Bland-Altman analysis21 was utilized to calculate mean differences across sleep variables for each comparison of interest (JB3 versus PSG; JB3 versus AW2; AW2 versus PSG). Further analyses explored the overall congruency between individually staged epochs among the devices. All sleep (AS) sensitivity (ability to correctly detect PSG-scored sleep epochs), AS specificity (ability to correctly detect PSG-scored wake epochs), and AS accuracy (ability to correctly detect PSG-scored sleep and wake epochs) were calculated for both the JB3 and AW2. Further epoch comparisons calculating JB3 sensitivity, specificity, and accuracy for LS, DS, and REM sleep were also conducted. Exploratory analyses also examined epoch-by-epoch performance for the AW2 and JB3 relative to PSG within diagnostic categories.

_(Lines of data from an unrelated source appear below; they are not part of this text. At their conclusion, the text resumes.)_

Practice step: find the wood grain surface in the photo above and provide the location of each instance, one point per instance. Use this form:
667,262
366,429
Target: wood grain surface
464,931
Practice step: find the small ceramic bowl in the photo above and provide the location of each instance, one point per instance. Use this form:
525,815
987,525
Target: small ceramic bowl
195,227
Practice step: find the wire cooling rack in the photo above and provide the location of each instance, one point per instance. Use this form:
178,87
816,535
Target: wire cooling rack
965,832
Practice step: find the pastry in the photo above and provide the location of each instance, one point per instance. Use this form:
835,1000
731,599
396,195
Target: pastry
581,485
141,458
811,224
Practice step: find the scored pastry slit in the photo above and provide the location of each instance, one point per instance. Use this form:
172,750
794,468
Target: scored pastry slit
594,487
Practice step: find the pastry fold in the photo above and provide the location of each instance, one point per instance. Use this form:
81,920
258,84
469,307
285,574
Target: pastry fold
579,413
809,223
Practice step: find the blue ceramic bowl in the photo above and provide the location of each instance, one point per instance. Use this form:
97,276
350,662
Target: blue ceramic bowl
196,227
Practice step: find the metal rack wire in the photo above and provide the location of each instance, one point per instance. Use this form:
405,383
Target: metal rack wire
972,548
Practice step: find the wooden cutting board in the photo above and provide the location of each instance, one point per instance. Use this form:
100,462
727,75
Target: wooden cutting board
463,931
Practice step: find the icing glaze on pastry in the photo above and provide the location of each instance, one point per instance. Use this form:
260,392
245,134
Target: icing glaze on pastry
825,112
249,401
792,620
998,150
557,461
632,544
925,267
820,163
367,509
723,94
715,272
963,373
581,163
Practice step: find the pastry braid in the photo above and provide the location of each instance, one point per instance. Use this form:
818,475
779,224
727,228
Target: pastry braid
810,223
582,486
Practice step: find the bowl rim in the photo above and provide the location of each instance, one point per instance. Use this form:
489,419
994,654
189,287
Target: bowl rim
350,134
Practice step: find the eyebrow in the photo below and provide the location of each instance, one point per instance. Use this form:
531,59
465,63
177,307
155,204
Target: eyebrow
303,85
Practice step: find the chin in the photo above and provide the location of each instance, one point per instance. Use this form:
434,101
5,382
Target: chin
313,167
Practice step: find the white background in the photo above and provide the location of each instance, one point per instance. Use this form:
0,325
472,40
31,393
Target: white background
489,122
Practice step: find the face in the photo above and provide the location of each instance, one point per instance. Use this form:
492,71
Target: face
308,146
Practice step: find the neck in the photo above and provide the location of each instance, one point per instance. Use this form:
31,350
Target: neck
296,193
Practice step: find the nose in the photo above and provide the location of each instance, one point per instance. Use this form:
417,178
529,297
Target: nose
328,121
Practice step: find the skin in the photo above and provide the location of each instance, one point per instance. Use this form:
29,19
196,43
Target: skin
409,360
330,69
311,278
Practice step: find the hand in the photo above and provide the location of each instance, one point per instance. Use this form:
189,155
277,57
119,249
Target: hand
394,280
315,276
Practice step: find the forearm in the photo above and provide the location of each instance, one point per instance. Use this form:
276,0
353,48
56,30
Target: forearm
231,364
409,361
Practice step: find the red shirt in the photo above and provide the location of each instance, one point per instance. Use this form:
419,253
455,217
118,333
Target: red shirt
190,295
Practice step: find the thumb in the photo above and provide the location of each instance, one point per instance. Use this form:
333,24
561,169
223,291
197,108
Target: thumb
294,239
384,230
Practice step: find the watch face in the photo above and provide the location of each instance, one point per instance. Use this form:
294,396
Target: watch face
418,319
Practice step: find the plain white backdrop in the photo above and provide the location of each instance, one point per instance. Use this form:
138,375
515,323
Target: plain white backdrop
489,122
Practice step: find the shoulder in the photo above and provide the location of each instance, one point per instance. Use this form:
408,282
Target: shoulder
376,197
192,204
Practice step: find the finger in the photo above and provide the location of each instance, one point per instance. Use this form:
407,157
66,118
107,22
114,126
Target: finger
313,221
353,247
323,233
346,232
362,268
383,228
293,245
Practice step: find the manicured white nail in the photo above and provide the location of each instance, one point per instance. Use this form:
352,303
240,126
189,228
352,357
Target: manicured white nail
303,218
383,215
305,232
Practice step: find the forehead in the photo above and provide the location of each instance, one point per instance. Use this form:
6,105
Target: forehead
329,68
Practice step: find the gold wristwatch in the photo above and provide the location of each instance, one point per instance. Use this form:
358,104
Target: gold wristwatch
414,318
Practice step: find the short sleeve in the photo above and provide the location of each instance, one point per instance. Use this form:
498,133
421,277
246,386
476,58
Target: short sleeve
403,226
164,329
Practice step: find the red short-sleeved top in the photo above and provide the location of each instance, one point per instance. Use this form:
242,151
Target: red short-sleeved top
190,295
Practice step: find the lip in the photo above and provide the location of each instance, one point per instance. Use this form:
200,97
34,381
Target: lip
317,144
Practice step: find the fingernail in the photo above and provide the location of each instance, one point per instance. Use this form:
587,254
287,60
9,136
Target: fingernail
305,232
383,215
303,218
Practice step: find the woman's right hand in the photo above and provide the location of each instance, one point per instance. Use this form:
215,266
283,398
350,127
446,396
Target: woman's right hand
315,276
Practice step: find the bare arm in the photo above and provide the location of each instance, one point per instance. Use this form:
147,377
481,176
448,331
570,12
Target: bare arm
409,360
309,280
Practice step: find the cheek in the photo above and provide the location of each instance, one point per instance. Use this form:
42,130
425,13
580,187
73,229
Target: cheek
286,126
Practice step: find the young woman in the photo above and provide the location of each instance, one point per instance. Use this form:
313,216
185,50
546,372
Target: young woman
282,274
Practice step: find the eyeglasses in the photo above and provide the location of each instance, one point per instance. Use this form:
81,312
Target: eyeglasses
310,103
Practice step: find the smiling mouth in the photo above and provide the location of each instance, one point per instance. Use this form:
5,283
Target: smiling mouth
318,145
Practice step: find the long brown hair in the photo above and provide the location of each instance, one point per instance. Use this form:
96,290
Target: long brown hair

Epoch-by-epoch comparisons were executed utilizing MATLAB with all other statistical analyses performed using JMP Pro 11 (SAS; Cary, North Carolina, United States). Alpha equaled 0.05 for statistical significance for all comparisons. Results are presented as mean ± standard deviation unless otherwise noted.
MSLT Data Analysis
MSLT analysis was aimed specifically at the capability of the JB3 to correctly identify SOREMPs during daytime naps. Similar to methods used for overnight data, JB3 nap periods were defined by MSLT lights-off and lights-on and JB3 data was manually extracted using the Jawbone UP Android Application after device synchronization through Bluetooth integration. True positives (JB3 correctly detecting a nap with SOREMPs), false positives (JB3 incorrectly detecting a nap with SOREMPs), true negatives (JB3 correctly detecting a nap without SOREMPs), and false negatives (JB3 incorrectly detecting a nap without SOREMPs) were determined for each nap. Because most MSLT naps do not contain SOREMPs, sensitivity adjusted for repeated measures within the same subject was the primary outcome of interest.22
RESULTS
Participants
Fourteen participants were excluded from final analyses because of the presence of moderate-to-severe sleep-disordered breathing (n = 3), JB3 device malfunction (n = 10), and MSLT cancellation due to external circumstances (n = 1). The 43 participants included in final analyses consisted of 29 females and 14 males (mean age = 33.3 ± 11.0 years). Average ESS score was 13.4 ± 3.9, and the overall AHI was 1.7 ± 2.7 events/h. Of the 43 patients included in final analyses, the following diagnoses were made: narcolepsy in 3 (2 with narcolepsy type 1, 1 with narcolepsy type 2), IH in 13, organic/unspecified hyper-somnia in 18, mild obstructive sleep apnea in 6 (AHI range 7.1–11.3 events/h), and hypersomnolence related to another condition in 4 (1 shift-work sleep disorder, 1 behaviorally induced insufficient sleep, and 2 medical disorders). The arousal index associated with periodic limb movements of sleep was less than 5 events/h for all participants.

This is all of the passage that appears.